Critical Path Newsletter
Reducing the cost of failure
Just like any other industry, software companies look for ways to cut costs. After the year 2000, when the dot-com bubble burst, everyone panicked, realized that they needed to cut costs, and sent development to India. But where should software companies really be looking if they want to reduce costs and be more effective?
Mike Cowpland once said "no one bats a thousand in R&D." So true. The vast majority of software products aren't world-altering. Out of ten, only one is likely to be a big winner.
Imagine only one cup of coffee out of ten was drinkable. Imagine you had to buy nine rotten bananas to get a good one.
In consumer-speak, it means the one successful product has the price of nine not-so-great products embedded into its cost. A lousy ratio—but a great opportunity for cost-savings.
I believe that the next wave of cost-cutting will be right there: avoiding the development of products that, well, suck. Instead, successful companies will create more winning products. By doing this, you can make a lot more money.
Successful Products
The success of a software product is a factor of:
* Cost
* Time to market
* Quality
* How much users love it
In the last point, I use the word 'love' deliberately. A successful product is one that users adopt quickly and become passionate about. Not just another .mp3 player—an iPod.
In the end, all the other things contribute to this one key factor. Cost means the users can afford it. Time to market means that it comes out at the right time. Quality means people love using it.
I believe the key factor in creating products people love is designing for usability. People will love a product that does what they want in a simple and compelling way.
To do this, we have to get users involved in design, but in the right way. It’s easy to ask users questions—and hard to know if you got the answer you need. Or if you’re asking the right question.

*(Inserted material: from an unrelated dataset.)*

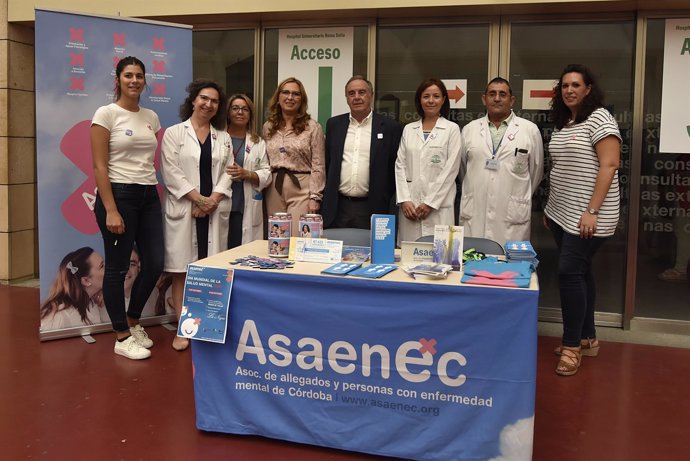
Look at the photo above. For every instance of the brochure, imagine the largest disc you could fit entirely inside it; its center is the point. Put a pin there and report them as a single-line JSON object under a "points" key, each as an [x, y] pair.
{"points": [[315, 250], [428, 270], [355, 254], [205, 303], [382, 239], [448, 245], [374, 271], [341, 268]]}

For example, let's say you're making a movie instead of software. To ensure success, you ask ten people if they would like a film about vampires in space (and who wouldn't?). Eight people say yes, so you move ahead.
But will 80% of people really go see "Darkness Beyond"? What if they don't like the actress who plays the heroine? What if the critics hate it? What if the trailer makes the movie look boring?
In other words, what if there are a whole bunch of factors that your research couldn’t account for by its very nature? Your research wasn’t wrong–just limited.
It's the same for software. If you ask people what features they will use and how often, their actual behaviour will probably be different than they predict. How much people say they will like your product is not necessarily a reliable indication of how much they will actually like your product.
For most software programs, you want to look at the interaction design and the task flow, so usability testing is what you need. Instead of asking people to guess what they would like in terms of experiencing the product, usability testing lets you see how they will actually interact with the project.
It works like this...
A usability research specialist works with your team to develop a protocol that tests how easy it is for a user to accomplish tasks and goals in a typical context. It's important that you understand your goals and the end user’s tasks before you spend a lot of money on development (not to mention valuable time that you can never get back).
Based on this work, the researcher develops a picture of the target user and recruits test participants who match the target. The researcher runs test sessions using a formal scientific process to show us how people will really behave faced with the critical tasks that users have to accomplish using your product. The test sessions may be videotaped so that you can watch where users have issues with the product and where they succeed.
Once you know that, you’ve looked into a crystal ball that shows you the possible future of your product from the user point of view without having to have spent all your money developing it and then finding out it has problems. Then you and the expert UI designers can determine what the actual future of the product will be.
Yes, testing usability is more expensive than not testing usability. But testing usability is less expensive than developing a product that takes six months for three guys to create and ends up being a miserable failure because the users hate it.
And usability testing is a clinical process that takes a couple of weeks of valuable time. Definitely does not appeal to the cowboy in us. But imagine all the time this process could save if it reveals that none of the testers use a feature that would have taken a month of development—or even saves a costly re-design.
Mike Cowpland might be right about our R&D batting average. But maybe that means that we need to work on our swing.